Summary: Linear probing using a pairwise independent hash family can have logarithmic cost per operation (this is over worst-case data). However, we show that 5-wise independence is enough to ensure O(1) cost per operation.
Summary: How to encode a decimal number n in ⌈log n⌉ bits, such that you can read or write to any (decimal) digit in O(1) time. Extension to the streaming setting, where you only get to read the decimal number once.
Summary: Put a dynamic process on a graph where nodes are colored red and blue, and nodes swap places with each other until every node is near more nodes of its color than nodes of the opposite color. In simulations, this often leads to large splotches of monochromatic areas. This paper rigorously analyzes a particular simple graph to show that for this graph at least one gets a different result.

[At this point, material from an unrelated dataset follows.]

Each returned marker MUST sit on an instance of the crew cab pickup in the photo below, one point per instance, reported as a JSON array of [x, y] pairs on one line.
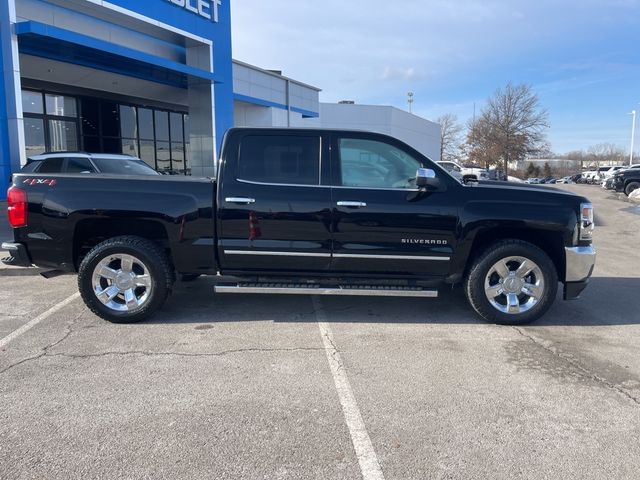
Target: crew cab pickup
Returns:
[[313, 212]]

Summary: Say there are 10 rooms in a house and 10 students that will live in that house. A central planner wants to match students to rooms, such that the sum of the happinesses of the students is (at least approximately) maximized. The planner can send out one long survey, or many (adaptively generated) short surveys. This paper shows that you can save a lot of survey-filling time by going with the latter approach.
Summary: If one has a database of private information, one might want to reveal a statistic about the data (eg. the mean), without revealing the value of any specific record. This is easy if the statistic can only be queried once, but if it can be queried just before and just after some record is added, it might be easy to reverse engineer the value of that record. The way to solve this is to add noise to the revealed statistic, and this paper provides a practical way to do so.
Summary: A locality sensitive hash function keeps h(A)-h(B) small when A-B is small. This paper gives locality sensitive hash functions for the case when the minus sign is interpreted as the angle between vectors A and B, as well as for a second interpretation that is useful when A and B are images.